How to Accelerate Learning on Your Team
Some years ago, I met an ERP implementation team that was able to deliver tangible business results in just six months, where eight other teams at the same company had stalled. The successful team’s secret? Early on, its members had given up on planning, and instead focused their time on putting live customer orders through a prototype of the software. Week after week, they met with the pilot customer team, listened to their feedback, and iterated on the design. “One day, we realized we had gone live,” said one ERP team member. “The actual cutover was a nonevent, because things were going so well.”
Many leaders want to accelerate learning on their teams. They know that in a knowledge-driven economy, continuously developing new competencies is the key to sustainable advantage. But in practice, there never seems to be enough money or time. Why is it so difficult to get our teams learning at scale? In my experience, the central challenge is that leaders tend to think of learning too narrowly — equating it with training, mentoring, or “constructive feedback” during performance reviews. But all of these are inputs that may or may not correlate with the results we want to create.

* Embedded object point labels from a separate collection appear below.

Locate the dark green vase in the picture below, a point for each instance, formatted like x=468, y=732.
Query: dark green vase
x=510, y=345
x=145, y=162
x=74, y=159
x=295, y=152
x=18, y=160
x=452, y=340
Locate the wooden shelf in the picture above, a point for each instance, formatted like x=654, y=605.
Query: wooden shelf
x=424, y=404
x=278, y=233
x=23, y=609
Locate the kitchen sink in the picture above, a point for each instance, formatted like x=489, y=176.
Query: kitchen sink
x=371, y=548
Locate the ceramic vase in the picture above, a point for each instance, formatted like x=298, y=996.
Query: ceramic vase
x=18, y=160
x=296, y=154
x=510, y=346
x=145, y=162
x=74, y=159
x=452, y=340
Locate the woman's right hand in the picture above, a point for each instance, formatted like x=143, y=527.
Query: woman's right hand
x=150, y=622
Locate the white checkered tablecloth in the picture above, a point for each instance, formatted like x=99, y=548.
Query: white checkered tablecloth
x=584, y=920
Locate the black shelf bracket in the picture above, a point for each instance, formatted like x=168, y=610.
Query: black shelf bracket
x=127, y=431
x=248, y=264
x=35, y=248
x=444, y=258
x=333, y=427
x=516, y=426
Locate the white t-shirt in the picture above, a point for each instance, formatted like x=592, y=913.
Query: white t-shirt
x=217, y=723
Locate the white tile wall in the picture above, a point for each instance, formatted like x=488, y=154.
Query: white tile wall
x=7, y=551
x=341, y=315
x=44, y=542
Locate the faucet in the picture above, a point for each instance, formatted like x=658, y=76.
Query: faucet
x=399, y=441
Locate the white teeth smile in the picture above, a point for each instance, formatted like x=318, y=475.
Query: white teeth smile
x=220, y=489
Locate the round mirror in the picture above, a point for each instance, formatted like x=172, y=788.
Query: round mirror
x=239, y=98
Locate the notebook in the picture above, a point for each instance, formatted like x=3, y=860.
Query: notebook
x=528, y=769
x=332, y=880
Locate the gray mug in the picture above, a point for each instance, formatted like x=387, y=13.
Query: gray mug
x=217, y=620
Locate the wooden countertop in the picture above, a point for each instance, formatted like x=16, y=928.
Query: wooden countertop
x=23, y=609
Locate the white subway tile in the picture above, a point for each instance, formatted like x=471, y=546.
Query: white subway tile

By contrast, we should be mastering how we generate outcomes. And that is a team sport. As Peter Senge wrote in The Fifth Discipline (Doubleday Business, 1990), a learning organization is one in which “people continually expand their capacity to create results they truly desire.” When we view learning in this broader sense, we build feedback right into the system as an integral part of the work. If you want to accelerate learning on your team, first engage them in a meaningful challenge, then design a feedback system that enables them to learn naturally, every day. Here are six suggestions for how to get started:
• Shorten the loop. According to scholars such as David A. Kolb and Walter Shewhart, real-life learning occurs in a loop. Like scientists, your team needs to be able to form an idea, run an experiment, check whether they moved the needle, and reflect on what to take away. Learning stalls when we don’t close this loop quickly enough. To speed the time to “aha,” try making feedback more timely and systematic. For example, agile software developers and design thinkers shorten the loop through rapid prototyping. With statistical process control, operators track key metrics hour by hour and respond in real time to problems by adjusting machines or scheduling maintenance.
• Think like an architect. Experts in designing public places think about how space itself can help direct traffic flows. Similarly, the ideal feedback system channels timely, useful information directly to those most able to act on it. Like good signage, it should be vivid and tangible — which is why lean practitioners insist on low-tech “visual controls.” For example, one leader I worked with drastically shortened delivery times by having high-level professionals review and correct their own errors, rather than having junior staff handle fixes for them. By contrast, data that is too aggregated, delayed, or abstract is less actionable, because employees cannot connect the dots to their work.
• Look upstream. Do your teams know whether they are delivering on key promises to customers or other stakeholders? Most companies don’t have real-time data on how well they are doing at critical “moments of truth” with their customers — precisely when it is most difficult to deliver consistently. Shining a light on these upstream drivers can accelerate your team’s learning and improve downstream financial results. For example, an apartment company found that annual renewal rates were driven by the customers’ initial move-in experience. The company then developed measures to provide rapid feedback about the quality of each customer’s move-in experience, improving execution, renewals, and financial performance.
• Gather feedback on how the system is doing, rather than rating individuals. Organizations miss important insights when they evaluate individuals in isolation, rather than looking at how the system is operating as a whole. This involves shifting to a process view and challenging your assumptions about what is causing the problem. Kaoru Ishikawa’s fishbone diagram can help expand your thinking — the potential causes branch out from the central problem. In today’s continually shifting organizations, you may find the key lesson is knowing others’ roles, agreeing on handoffs, harmonizing methods, or clarifying specifications.
• Create forums for team learning. When you create concrete processes for sharing knowledge, conducting after-action reviews, reflecting on data, or exploring root causes as a team, everyone learns. As Étienne Wenger found in his research on “communities of practice,” these forums allow your top performers to push their creative problem-solving skills, while your novices learn from peer-to-peer interaction with experts. For these to work, it is critical to shift from judging people’s competence to thinking together about what works, in an environment of openness and support.
• Evolve your system over time. As a favorite professor of mine once said, adding data is like lowering the water level in a river — it surfaces the rocks. Rather than attempting to tackle all of the issues at once, he recommended chipping away at them gradually. It takes time for people to trust the data, diagnose underlying issues, and address them. And at the same time, they still have to run day-to-day operations.
There are many good frameworks to guide you in transforming your company’s ability to learn, and these six steps are a good place to begin. When you approach learning as an integral part of your team’s work and design systems accordingly, you will be simultaneously increasing the speed of your decisions, deepening understanding of your business, and strengthening your competitive advantage. We naturally think to do this when designing technology — building in sensors, artificial intelligence, and other feedback mechanisms that allow machines to learn and adapt in real time. And as the ERP team above demonstrated, the same process works in innovating for customers. Why not set up the systems that guide the way our people work to be just as agile?